NASA’s Lucy spacecraft captured this humbling view of Earth and the Moon because it executed its first of three deliberate gravity assists round our planet, which is able to increase it to the speeds it wants to succeed in Jupiter’s orbit. The Lucy mission is designed to discover one main-belt asteroid and a number of other of Jupiter’s Trojan asteroids, which type two camps that each lead and observe the gas giant in its orbit across the Solar.

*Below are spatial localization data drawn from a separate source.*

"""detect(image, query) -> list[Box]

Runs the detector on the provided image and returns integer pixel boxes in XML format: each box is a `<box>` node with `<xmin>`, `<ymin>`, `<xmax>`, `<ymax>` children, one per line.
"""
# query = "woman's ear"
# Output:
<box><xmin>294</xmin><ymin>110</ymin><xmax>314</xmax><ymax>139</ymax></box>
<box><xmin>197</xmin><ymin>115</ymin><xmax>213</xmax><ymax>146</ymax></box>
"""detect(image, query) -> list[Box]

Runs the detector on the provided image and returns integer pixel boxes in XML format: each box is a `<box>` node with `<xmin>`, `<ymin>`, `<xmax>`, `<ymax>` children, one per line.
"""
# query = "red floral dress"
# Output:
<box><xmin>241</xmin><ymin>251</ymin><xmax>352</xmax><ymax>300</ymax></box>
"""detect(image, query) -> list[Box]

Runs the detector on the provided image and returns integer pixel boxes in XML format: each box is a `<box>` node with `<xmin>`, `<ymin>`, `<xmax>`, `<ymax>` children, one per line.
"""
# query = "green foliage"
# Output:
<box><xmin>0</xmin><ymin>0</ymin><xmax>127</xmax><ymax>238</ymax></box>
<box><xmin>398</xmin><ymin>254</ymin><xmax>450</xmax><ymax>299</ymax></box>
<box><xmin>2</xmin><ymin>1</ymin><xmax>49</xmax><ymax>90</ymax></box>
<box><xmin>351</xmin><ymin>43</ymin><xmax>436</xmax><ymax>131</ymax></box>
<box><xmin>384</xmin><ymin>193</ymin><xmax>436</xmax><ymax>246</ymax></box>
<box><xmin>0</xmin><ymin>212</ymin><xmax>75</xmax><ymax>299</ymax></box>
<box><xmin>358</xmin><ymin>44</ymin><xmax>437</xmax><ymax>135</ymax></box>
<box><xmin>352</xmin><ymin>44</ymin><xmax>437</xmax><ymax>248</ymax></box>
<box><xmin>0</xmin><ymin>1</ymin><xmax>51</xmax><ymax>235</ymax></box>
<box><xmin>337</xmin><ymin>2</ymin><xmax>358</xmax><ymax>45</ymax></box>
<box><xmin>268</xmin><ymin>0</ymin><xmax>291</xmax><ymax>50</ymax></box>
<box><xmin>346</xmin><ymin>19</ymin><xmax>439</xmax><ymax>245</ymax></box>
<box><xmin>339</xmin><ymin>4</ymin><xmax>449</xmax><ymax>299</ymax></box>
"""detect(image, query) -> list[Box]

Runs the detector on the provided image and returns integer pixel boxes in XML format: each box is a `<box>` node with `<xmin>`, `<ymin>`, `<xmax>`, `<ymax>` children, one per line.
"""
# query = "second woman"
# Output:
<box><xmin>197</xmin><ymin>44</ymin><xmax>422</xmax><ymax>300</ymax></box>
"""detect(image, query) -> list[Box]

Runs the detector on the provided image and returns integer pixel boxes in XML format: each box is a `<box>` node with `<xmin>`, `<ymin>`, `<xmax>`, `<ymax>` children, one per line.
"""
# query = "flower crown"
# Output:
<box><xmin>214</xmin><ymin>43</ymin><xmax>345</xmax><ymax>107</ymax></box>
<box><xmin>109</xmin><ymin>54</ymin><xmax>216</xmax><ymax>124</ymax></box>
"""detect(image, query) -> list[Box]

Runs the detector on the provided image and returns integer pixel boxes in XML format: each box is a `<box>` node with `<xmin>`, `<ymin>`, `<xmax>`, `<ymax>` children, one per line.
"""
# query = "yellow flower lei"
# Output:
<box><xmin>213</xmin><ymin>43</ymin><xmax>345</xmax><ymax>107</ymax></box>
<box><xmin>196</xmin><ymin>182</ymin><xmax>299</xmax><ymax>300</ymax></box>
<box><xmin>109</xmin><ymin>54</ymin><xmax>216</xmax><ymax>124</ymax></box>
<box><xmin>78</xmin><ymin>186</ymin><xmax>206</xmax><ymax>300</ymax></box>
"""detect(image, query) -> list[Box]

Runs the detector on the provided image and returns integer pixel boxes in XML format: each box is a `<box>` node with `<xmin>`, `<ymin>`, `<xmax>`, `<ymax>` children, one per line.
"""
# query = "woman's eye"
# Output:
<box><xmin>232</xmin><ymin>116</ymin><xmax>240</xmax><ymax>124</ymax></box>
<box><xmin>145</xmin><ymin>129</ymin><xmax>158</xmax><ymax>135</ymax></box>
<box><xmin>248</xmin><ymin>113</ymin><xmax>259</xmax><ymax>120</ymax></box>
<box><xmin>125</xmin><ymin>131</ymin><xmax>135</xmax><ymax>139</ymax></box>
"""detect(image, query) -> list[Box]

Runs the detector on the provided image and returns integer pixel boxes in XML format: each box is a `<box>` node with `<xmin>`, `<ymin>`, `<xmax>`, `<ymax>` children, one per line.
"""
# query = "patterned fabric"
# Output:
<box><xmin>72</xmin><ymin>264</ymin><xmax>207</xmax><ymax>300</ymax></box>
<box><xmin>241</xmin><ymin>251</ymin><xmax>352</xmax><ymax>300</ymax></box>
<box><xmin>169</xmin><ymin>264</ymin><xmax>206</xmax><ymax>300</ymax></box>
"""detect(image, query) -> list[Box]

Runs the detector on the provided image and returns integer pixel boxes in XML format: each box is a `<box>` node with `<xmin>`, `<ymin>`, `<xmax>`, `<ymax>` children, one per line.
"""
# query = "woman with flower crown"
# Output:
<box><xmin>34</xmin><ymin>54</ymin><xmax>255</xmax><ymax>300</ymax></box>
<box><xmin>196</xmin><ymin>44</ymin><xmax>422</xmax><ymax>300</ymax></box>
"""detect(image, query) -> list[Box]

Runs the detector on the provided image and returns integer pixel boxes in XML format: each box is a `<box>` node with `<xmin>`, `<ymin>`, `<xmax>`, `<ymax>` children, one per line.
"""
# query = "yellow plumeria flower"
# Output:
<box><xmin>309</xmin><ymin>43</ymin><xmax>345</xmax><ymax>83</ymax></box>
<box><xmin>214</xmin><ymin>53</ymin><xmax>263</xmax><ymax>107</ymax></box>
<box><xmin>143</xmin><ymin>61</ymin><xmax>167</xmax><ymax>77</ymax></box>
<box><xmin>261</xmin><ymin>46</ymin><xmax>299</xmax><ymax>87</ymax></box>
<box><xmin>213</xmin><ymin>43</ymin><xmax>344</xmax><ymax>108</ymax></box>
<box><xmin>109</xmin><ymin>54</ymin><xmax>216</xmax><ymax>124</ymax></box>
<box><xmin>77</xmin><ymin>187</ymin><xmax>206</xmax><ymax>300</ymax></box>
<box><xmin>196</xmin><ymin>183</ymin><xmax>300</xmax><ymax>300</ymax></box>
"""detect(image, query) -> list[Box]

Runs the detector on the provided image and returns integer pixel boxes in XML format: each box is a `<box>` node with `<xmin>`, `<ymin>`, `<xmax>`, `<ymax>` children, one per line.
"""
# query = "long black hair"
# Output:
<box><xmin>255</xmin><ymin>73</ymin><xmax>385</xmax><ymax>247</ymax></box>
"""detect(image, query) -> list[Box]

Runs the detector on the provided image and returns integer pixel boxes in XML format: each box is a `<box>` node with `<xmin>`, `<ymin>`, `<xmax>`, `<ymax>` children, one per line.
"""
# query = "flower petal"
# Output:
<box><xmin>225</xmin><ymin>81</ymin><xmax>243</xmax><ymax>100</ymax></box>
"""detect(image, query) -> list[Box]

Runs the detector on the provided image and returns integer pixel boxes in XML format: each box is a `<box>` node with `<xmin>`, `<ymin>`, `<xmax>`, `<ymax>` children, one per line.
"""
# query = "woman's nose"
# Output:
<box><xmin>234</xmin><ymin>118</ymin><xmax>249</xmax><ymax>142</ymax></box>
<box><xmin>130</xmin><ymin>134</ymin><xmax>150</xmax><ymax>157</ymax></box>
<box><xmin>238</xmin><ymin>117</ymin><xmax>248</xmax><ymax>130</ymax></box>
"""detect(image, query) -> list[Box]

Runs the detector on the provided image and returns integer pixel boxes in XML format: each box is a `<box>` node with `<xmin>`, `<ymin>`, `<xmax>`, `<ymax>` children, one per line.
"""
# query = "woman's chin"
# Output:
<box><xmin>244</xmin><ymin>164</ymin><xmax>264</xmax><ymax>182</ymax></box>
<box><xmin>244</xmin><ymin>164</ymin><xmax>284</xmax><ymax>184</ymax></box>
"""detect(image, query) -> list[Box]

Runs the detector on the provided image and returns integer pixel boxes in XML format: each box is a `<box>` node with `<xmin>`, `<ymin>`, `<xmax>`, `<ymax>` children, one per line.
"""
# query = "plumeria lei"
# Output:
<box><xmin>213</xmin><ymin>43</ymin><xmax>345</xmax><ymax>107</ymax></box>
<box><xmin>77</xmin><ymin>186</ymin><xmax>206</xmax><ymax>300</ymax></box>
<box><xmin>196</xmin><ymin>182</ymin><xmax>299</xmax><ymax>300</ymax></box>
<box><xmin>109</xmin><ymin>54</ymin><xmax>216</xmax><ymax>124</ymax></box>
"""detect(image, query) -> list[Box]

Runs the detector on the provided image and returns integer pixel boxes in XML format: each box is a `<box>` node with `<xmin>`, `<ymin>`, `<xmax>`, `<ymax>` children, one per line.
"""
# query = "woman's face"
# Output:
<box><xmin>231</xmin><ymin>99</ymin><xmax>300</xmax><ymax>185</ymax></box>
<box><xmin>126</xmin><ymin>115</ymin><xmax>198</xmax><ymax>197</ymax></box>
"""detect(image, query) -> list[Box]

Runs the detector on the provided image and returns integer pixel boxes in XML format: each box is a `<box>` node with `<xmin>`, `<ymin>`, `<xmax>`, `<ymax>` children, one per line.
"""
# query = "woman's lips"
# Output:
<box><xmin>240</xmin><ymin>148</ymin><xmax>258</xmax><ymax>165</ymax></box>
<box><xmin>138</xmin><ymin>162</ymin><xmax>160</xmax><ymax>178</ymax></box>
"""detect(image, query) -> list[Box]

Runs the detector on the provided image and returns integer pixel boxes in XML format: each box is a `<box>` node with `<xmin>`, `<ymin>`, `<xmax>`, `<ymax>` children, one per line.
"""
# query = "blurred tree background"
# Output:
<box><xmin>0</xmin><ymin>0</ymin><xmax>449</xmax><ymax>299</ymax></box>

Lucy took the above portrait of our house world, which highlights the huge distance between Earth and its solely pure satellite, from a distance of about 890,000 miles (1.4 million kilometers), in keeping with a NASA statement. The picture was captured as a part of a calibration sequence carried about by Lucy’s Terminal Monitoring Digicam (T2CAM), which is designed to assist the spacecraft observe every of its asteroid targets when it rapidly flies by them.
After Lucy’s first Earth flyby, the spacecraft will swing out to past the orbit of Mars earlier than heading again towards Earth for an additional gravity increase in 2024. This second increase will ship Lucy to its first goal in 2025: the main-belt asteroid Donaldjohanson, named after the American paleoanthropologist who found the three.2-million-year-old hominin fossil nicknamed Lucy. (The nickname Lucy itself comes from the Beatles tune “Lucy within the Sky with Diamonds,” which Johanson’s staff listened to on the night time of their discovery.)